Header-Only XML parser written in portable ANSI C. hoxml is non-validating but largely conforming (see Limitations).
- Portable ANSI C (C89), tested with GCC (Windows and Linux) and MSVC
- Supports UTF-8, UTF-16BE, and UTF-16LE including their BOMs
- Supports entities (
'
,t
, etc.),<![CDATA[]]>
sections, comments, and processing instructions - Allows content to be passed in parts
- Does not require malloc() and allows for reallocation of the buffer
- Verifies most well-formedness constraints
- No dependencies beyond the C standard library
- Parses
<!DOCTYPE>
declarations only to the extent of not mistaking one for invalid syntax - Permits multiple
<?xml?>
and<!DOCTYPE>
delcarations, although only prior to the root element - Permits one element to have multiple attributes of the same name
Define the implementation before including hoxml.

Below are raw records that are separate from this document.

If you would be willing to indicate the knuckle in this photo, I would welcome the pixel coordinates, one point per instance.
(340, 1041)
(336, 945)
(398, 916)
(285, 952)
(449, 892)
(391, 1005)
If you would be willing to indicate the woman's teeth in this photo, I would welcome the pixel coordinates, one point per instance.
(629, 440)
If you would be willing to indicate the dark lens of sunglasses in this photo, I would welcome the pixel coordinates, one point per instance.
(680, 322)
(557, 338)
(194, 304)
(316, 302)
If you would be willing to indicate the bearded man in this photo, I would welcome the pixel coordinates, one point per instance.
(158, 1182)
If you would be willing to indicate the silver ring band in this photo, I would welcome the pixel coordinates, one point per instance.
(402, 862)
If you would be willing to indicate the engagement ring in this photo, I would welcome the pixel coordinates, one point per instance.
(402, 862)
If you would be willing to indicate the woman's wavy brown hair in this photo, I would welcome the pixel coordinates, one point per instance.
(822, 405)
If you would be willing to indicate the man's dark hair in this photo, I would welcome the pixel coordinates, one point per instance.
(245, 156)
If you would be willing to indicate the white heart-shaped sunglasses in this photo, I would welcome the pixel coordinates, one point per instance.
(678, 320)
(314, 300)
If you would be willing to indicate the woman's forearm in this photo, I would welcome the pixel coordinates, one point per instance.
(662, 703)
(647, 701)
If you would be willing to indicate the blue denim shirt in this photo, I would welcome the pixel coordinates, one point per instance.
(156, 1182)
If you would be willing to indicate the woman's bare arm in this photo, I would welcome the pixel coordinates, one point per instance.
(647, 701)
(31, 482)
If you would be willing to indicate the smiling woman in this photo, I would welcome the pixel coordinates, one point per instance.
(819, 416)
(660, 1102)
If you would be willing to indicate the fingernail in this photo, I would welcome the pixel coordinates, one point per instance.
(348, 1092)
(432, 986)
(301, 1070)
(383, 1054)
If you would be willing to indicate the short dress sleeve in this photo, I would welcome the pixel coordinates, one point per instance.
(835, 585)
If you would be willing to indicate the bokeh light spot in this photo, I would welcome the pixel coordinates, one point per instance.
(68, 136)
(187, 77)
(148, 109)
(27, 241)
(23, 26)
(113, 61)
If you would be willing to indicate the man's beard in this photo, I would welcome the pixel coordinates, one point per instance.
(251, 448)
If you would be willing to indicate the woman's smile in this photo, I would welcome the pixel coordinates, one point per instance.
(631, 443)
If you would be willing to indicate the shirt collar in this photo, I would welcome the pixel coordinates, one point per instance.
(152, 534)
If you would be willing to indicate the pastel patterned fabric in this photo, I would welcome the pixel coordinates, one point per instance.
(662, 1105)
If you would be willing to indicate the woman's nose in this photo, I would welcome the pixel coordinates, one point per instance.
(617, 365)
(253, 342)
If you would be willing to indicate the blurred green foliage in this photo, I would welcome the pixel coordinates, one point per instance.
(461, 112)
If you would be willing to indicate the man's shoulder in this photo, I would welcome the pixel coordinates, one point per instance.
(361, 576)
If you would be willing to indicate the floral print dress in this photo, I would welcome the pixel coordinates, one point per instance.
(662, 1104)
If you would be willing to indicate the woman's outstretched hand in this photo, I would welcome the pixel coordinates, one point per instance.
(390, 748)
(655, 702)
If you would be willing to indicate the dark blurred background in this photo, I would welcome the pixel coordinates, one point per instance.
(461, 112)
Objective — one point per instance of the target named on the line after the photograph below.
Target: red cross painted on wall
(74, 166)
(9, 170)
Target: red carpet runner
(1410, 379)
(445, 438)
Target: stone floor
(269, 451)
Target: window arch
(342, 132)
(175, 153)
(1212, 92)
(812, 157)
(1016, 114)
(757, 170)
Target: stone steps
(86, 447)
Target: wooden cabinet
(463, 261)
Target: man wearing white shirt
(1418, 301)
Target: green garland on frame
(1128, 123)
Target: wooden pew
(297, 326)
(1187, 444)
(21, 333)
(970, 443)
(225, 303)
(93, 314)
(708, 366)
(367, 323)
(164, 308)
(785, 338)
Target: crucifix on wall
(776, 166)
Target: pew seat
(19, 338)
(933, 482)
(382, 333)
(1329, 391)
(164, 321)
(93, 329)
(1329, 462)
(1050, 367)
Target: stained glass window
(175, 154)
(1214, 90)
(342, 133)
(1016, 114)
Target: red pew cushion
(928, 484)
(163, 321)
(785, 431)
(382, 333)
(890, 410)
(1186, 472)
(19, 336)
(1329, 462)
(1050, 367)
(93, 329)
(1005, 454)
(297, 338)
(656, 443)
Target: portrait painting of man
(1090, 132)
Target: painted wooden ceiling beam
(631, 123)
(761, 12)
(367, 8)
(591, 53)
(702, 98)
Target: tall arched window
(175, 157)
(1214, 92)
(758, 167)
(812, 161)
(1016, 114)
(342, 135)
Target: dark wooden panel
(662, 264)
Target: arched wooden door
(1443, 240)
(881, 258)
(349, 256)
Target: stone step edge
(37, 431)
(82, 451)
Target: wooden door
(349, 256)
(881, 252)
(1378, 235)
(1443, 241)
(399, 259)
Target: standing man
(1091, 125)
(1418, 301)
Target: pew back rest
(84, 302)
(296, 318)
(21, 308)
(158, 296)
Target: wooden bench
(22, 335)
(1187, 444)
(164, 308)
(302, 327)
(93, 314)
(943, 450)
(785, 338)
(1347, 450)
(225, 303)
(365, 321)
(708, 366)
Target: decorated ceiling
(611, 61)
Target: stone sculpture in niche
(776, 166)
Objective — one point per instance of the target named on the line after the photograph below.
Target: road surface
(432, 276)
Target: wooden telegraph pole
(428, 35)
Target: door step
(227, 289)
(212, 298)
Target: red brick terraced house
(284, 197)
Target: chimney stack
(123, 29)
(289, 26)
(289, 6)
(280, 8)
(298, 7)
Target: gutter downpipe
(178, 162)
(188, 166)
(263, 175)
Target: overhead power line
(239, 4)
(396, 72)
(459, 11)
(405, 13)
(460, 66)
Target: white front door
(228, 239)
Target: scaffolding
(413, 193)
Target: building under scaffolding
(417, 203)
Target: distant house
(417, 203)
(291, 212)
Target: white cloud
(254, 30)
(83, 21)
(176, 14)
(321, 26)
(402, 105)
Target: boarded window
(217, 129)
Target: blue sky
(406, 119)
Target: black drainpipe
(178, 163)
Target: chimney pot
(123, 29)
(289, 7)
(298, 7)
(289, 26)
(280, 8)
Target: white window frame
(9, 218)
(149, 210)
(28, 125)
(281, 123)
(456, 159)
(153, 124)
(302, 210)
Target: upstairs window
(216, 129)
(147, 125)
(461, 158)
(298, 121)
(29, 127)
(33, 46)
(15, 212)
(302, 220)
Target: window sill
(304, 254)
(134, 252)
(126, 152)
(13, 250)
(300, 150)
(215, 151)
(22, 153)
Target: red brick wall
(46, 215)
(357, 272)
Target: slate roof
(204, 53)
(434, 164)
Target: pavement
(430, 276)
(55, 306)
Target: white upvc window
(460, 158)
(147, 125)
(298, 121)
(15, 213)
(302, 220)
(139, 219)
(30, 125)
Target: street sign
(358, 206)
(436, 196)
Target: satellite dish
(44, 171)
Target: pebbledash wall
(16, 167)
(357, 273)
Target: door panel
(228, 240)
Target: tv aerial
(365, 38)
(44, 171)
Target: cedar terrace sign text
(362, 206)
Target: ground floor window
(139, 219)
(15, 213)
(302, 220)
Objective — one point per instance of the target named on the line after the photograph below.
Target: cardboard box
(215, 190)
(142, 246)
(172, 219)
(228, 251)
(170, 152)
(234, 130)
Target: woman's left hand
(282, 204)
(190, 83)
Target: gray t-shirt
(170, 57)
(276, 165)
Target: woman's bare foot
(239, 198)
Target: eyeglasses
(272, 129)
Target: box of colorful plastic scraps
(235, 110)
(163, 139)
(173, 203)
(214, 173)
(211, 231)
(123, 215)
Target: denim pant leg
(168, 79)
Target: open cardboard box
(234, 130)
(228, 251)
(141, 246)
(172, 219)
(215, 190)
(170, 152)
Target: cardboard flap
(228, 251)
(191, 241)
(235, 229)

#define HOXML_IMPLEMENTATION
#include "hoxml.h"
As usual with header-only libraries, the implementation's definition can be limited to just a single file. This will depend on your specific build configuration.
Allocate hoxml's context object, which holds state and metadata information, and a buffer for hoxml to use.
hoxml_context_t hoxml_context[1];
char* buffer = (char*)malloc(1024);
hoxml_init(hoxml_context, buffer, 1024);
The buffer length needed will depend on the amount of XML content, its depth, and various other minor factors. As a rule of thumb, a buffer equal in length to the content is likley enough. In cases where hoxml runs out of memory, more may be allocated (see Error Recovery).
Continually call the parsing function until the end of document code is returned or an error code is returned.
hoxml_code_t code;
while ((code = hoxml_parse(hoxml_context, content, content_length)) != HOXML_END_OF_DOCUMENT) {
switch (code) {
case HOXML_ERROR_SYNTAX:
fprintf(stderr, "Syntax error on line %d, column %d. Exiting...\n", hoxml_context->line, hoxml_context->column);
return EXIT_FAILURE;
...
case HOXML_END_OF_DOCUMENT:
return EXIT_SUCCESS;
case HOXML_ELEMENT_BEGIN:
printf("Opened <%s>\n", hoxml_context->tag);
break;
case HOXML_ELEMENT_END:
if (hoxml_context->content != NULL)
printf("Closed <%s> with content \"%s\"\n", hoxml_context->tag, hoxml_context->content);
else
printf("Closed <%s>\n", hoxml_context->tag);
break;
case HOXML_ATTRIBUTE:
printf("Attribute \"%s\" of <%s> has value: %s\n", hoxml_context->attribute, hoxml_context->tag, hoxml_context->value);
break;
...
}
}
The return codes and what they mean are listed in Return Codes.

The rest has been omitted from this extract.